2019年6月28日、アクセンチュア・イノベーション・ハブ東京にて経営コンサルティング大手アクセンチュア株式会社と産業用ロボットベンチャー株式会社MUJINの協業が発表された。
協業により、物流倉庫の最適化を経営層を含めた会社全体で取り組めるようにするのが狙いだ。
発表会には両社トップのアクセンチュア株式会社 代表取締役社長 江川昌史氏と株式会社MUJIN CEO 兼 共同創業者 滝野一征氏が登壇した。
汎用的でティーチレスなロボットコントローラ
株式会社MUJINは2019年2月13日に総額75億円の資金調達を達成するなど、産業ロボット分野で急成長中の知能ロボットコントローラメーカーだ。
同社が主力商品としているのは「知能ロボットコントローラ(MUJINコントローラ)」と呼ばれるソフトウェアだ。三菱電機やデンソーなど、多くの産業機械メーカーに対応しており、工場内すべてのロボットの操作性を統一できる。
MUJINの知能ロボットコントローラは、操作方法が汎用的であるのに加え、ロボットへのティーチングやセンサーとの連携に難解なプログラミングは必要ない。
同社のロボットコントローラでロボットが知能化されると、モーションプランニングが可能となり、ロボット自身が状況を判断し動作に移せるようになる。
モーションプランニングが搭載されていれば、重さやサイズが異なる数万種類の荷物を扱う物流分野でも、ロボットが仕分けや梱包、ラベル貼りまでできるようになるという。

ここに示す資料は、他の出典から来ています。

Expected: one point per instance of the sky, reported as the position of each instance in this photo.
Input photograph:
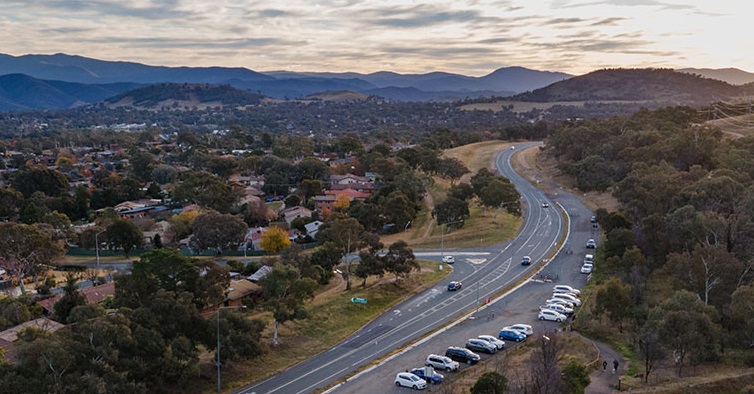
(471, 37)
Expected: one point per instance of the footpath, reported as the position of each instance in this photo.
(604, 380)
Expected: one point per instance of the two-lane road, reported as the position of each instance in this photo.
(489, 270)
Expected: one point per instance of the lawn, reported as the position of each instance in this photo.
(332, 318)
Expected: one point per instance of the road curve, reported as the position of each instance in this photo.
(491, 269)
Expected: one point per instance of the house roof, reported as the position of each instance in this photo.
(242, 288)
(93, 295)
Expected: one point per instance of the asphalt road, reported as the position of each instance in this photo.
(484, 272)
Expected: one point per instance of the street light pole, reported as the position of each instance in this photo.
(218, 339)
(96, 245)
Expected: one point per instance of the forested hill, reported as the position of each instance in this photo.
(658, 85)
(184, 96)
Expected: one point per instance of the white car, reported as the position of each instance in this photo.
(565, 289)
(560, 302)
(493, 340)
(567, 297)
(522, 328)
(406, 379)
(442, 363)
(557, 308)
(548, 314)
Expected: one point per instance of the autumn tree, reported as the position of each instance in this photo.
(25, 249)
(274, 239)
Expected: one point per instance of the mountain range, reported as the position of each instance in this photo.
(276, 84)
(61, 81)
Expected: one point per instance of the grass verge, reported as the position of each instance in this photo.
(332, 318)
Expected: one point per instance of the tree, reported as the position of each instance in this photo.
(123, 233)
(400, 260)
(219, 231)
(651, 349)
(206, 190)
(614, 299)
(274, 239)
(71, 299)
(451, 210)
(10, 203)
(24, 249)
(575, 378)
(285, 292)
(490, 383)
(346, 235)
(685, 325)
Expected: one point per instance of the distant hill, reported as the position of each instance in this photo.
(19, 92)
(184, 96)
(733, 76)
(657, 85)
(80, 69)
(339, 95)
(502, 82)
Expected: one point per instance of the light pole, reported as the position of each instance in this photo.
(442, 236)
(218, 339)
(96, 245)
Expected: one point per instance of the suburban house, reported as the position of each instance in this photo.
(313, 228)
(289, 214)
(93, 295)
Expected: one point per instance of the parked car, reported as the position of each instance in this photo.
(442, 363)
(511, 335)
(560, 302)
(407, 379)
(435, 378)
(565, 289)
(491, 339)
(557, 308)
(549, 314)
(524, 328)
(567, 297)
(478, 345)
(462, 355)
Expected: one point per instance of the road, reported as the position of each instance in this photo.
(484, 272)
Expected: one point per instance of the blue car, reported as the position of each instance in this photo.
(511, 335)
(436, 378)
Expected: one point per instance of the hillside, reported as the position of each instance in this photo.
(654, 85)
(20, 92)
(172, 96)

モーションプランニングとは干渉回避、機会機構、モーターの特性だけでなく、把持方法やハンド姿勢に対する制約条件等に至るまで、さまざまな制約条件を確実に満たした軌道を自動生成しながら、ロボットを制御する技術。
たとえば、目的物を掴むためにはどのアームをどの方向に何センチ動かすべきなのか、ロボット自身が判断できるようになる。
会社全体を巻き込んだ物流設計の最適化を
今回の協業にあたり、株式会社MUJIN CEO 兼 共同創業者 滝野一征氏は以下のように期待を寄せる。

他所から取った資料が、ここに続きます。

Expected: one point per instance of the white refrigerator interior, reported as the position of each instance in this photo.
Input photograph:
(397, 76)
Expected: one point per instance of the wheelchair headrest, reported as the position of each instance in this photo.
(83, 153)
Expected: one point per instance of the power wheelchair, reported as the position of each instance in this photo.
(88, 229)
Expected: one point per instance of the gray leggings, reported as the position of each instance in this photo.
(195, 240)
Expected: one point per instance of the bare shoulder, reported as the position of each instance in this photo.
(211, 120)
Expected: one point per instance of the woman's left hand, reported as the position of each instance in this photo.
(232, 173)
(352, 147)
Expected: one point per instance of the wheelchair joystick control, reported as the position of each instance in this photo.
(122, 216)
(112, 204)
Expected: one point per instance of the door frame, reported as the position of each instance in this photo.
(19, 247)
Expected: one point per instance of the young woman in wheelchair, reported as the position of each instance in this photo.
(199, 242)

「倉庫一区画だけの最適化はMUJIN単独でもできます。
しかし、あまり大きな効果は見込めません。局地的な課題を解決するよりも、会社全体を巻き込んで物流の最適化を行う必要があるのです。
経営層へのコンサルティングも行うアクセンチュアと協業すれば、物流課題へ大きな投資がされやすくなると考えています。
海外展開も視野に入れており、アクセンチュアのグローバルなネットワークも魅力的です」
アクセンチュアは物流以外にも「産業×AI」の各領域に注力しており、特に人手が不足している業界へのサービス提供を狙う方針だ。
ECの拡大により物流分野でますます人手不足が深刻化するなか、アクセンチュアとMUJINの協業によりどう物流が変わるのか、今後の取り組みに注目したい。